A €9 billion state bailout has been agreed with the German government to save Lufthansa from collapse.

The state is to take a 20% stake in the carrier which it intends to sell by the end of 2023.

The “stabilisation package” agreed after weeks of negotiation needs approval from shareholders and the European Commission.

The bailout will help save up to 10,000 jobs in the face of a collapse in demand due to coronavirus travel restrictions.

German finance minister Olaf Scholz said: “The support that we’re preparing here is for a limited period.

“When the company is fit again, the state will sell its stake and hopefully … with a small profit that puts us into a position to finance the many, many requirements which we have to meet now, not only at this company.”

The Lufthansa agreement will see the German Economic Stabilisation Fund (WSF) inject €5.7 billion in non-voting capital in a scheme known as “silent participation”.

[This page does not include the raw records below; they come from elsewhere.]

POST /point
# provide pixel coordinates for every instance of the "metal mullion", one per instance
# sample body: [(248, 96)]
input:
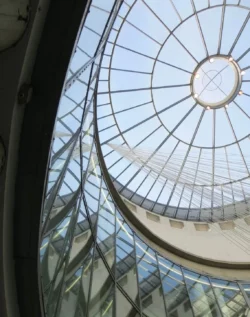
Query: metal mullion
[(141, 89), (245, 68), (176, 11), (91, 30), (199, 27), (107, 154), (213, 163), (244, 294), (185, 283), (137, 274), (179, 202), (78, 47), (115, 270), (72, 224), (196, 172), (139, 186), (239, 34), (48, 204), (221, 26), (229, 174), (222, 198), (217, 302), (65, 126)]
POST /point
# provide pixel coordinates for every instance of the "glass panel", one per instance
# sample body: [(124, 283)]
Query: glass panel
[(201, 295), (106, 228), (102, 290), (174, 289), (246, 288), (229, 297), (126, 274), (84, 286), (149, 281), (123, 306)]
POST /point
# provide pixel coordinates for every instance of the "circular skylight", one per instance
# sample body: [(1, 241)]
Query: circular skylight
[(173, 107), (216, 82)]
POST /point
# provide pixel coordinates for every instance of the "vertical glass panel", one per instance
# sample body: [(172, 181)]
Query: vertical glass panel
[(102, 290), (126, 273), (76, 288), (246, 288), (149, 281), (92, 187), (70, 295), (54, 246), (83, 295), (201, 295), (106, 228), (230, 298), (55, 291), (123, 306), (174, 289)]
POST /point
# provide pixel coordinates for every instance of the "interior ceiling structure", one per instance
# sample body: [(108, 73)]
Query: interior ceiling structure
[(173, 107)]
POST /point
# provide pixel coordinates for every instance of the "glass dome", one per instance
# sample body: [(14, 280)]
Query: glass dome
[(173, 107)]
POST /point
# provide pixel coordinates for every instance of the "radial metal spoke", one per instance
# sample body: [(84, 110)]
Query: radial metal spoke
[(152, 58), (127, 70), (213, 163), (199, 27), (175, 9), (245, 68), (144, 33), (145, 120), (141, 89), (161, 144), (232, 128), (239, 34), (124, 110), (160, 173), (185, 159), (131, 150), (243, 55), (221, 26), (242, 109), (195, 176), (171, 32)]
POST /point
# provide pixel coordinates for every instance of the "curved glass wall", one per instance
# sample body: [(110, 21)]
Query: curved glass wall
[(91, 262), (173, 112)]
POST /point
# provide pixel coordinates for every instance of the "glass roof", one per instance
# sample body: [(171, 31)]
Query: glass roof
[(173, 107)]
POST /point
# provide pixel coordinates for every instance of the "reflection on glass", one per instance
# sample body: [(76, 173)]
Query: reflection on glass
[(152, 302), (102, 290), (174, 289), (229, 297), (201, 295), (126, 273), (123, 306), (106, 228)]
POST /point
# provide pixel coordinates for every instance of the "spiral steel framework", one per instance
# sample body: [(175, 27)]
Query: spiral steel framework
[(91, 262)]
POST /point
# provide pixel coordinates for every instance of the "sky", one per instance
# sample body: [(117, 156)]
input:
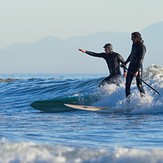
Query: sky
[(31, 20)]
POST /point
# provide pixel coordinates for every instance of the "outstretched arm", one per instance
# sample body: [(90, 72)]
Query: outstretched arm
[(91, 53), (82, 50)]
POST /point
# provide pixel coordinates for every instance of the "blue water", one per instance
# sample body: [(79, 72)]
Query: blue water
[(29, 135)]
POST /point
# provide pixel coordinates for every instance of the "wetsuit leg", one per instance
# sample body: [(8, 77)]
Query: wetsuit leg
[(139, 82), (129, 79)]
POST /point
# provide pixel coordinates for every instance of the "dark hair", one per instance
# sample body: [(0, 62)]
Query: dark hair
[(138, 35), (107, 45)]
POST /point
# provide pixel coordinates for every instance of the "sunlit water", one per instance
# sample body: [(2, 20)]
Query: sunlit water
[(28, 135)]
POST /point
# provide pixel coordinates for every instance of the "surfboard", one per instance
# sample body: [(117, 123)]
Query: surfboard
[(108, 109), (88, 108), (53, 105)]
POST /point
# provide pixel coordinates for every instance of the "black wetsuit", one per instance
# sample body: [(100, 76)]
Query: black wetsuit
[(113, 60), (136, 65)]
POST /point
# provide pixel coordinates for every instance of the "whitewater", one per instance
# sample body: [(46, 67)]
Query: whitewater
[(30, 136)]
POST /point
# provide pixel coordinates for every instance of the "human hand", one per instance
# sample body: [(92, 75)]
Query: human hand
[(125, 74), (135, 74), (123, 65), (82, 50)]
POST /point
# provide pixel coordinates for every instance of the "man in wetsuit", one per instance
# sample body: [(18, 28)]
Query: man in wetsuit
[(136, 63), (113, 61)]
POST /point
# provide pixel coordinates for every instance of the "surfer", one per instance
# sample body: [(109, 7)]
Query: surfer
[(113, 61), (135, 68)]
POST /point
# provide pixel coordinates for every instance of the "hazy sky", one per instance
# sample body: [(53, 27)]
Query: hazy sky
[(31, 20)]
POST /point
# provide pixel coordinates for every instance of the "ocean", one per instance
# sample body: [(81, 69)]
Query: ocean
[(28, 135)]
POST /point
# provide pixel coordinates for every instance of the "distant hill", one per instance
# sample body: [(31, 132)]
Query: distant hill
[(53, 55)]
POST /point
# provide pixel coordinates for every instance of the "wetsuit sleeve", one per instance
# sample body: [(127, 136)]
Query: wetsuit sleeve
[(94, 54), (120, 59), (129, 57), (141, 52)]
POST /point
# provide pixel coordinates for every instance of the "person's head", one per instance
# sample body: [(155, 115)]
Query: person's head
[(136, 37), (108, 48)]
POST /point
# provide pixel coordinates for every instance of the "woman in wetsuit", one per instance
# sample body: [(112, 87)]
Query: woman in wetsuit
[(113, 61), (136, 63)]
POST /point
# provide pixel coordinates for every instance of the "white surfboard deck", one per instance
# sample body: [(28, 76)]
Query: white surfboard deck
[(89, 108), (108, 109)]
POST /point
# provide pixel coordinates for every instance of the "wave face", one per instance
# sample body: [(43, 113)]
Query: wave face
[(28, 135)]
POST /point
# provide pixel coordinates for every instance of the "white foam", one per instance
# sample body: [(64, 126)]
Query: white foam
[(151, 102), (37, 153)]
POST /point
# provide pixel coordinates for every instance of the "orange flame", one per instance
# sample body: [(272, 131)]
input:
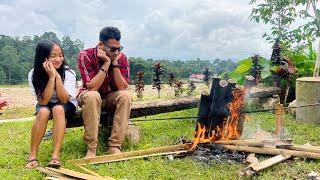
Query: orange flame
[(230, 128)]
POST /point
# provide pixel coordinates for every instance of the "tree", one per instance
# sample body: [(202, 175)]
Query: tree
[(206, 78), (279, 14), (311, 28), (157, 80)]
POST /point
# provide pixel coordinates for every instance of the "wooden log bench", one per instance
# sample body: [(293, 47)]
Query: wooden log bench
[(140, 110)]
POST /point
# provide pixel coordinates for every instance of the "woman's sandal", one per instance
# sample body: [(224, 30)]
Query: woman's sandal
[(54, 163), (32, 163)]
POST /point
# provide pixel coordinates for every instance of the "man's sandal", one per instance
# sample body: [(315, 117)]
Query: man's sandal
[(54, 163), (32, 163)]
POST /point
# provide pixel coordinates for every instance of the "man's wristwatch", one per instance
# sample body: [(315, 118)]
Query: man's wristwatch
[(115, 66), (103, 70)]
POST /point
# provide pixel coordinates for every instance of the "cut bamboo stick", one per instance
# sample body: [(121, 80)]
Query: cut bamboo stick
[(53, 173), (304, 148), (254, 168), (176, 149), (78, 174), (274, 151), (251, 143), (87, 170)]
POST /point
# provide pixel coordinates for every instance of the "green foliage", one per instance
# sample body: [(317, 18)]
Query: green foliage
[(17, 55), (279, 14), (181, 69), (244, 67)]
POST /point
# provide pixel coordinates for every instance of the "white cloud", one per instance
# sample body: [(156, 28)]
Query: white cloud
[(174, 29)]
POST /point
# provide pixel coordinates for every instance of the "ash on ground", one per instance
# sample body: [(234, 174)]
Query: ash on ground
[(209, 153)]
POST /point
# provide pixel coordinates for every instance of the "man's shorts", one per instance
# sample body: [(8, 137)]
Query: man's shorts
[(69, 108)]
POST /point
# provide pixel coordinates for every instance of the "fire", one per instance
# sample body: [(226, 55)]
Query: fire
[(230, 129)]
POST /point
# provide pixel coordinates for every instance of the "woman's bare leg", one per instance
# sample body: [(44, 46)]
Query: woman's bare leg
[(58, 130)]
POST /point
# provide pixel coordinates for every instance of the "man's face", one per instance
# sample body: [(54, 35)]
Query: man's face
[(112, 47)]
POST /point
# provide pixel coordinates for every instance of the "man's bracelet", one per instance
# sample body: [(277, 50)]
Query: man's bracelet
[(103, 70)]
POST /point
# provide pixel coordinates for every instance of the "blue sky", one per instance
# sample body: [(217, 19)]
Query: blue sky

Part of these funds can be converted into an additional 5% equity stake, which would enable the government to veto any potential hostile takeover bids.

Rival Air France-KLM agreed €7 billion in aid from the French government earlier in May and is poised to confirm a further €4 billion from the Dutch state. The airline holds its annual shareholders’ meeting later on Tuesday in Paris via a webcast.

Ryanair has warned that its return to scheduled flying will be “significantly more difficult” due to more than €30 billion in bailouts for European carriers including Lufthansa, Air France-KLM, Alitalia, SAS, Finnair and Tui Group.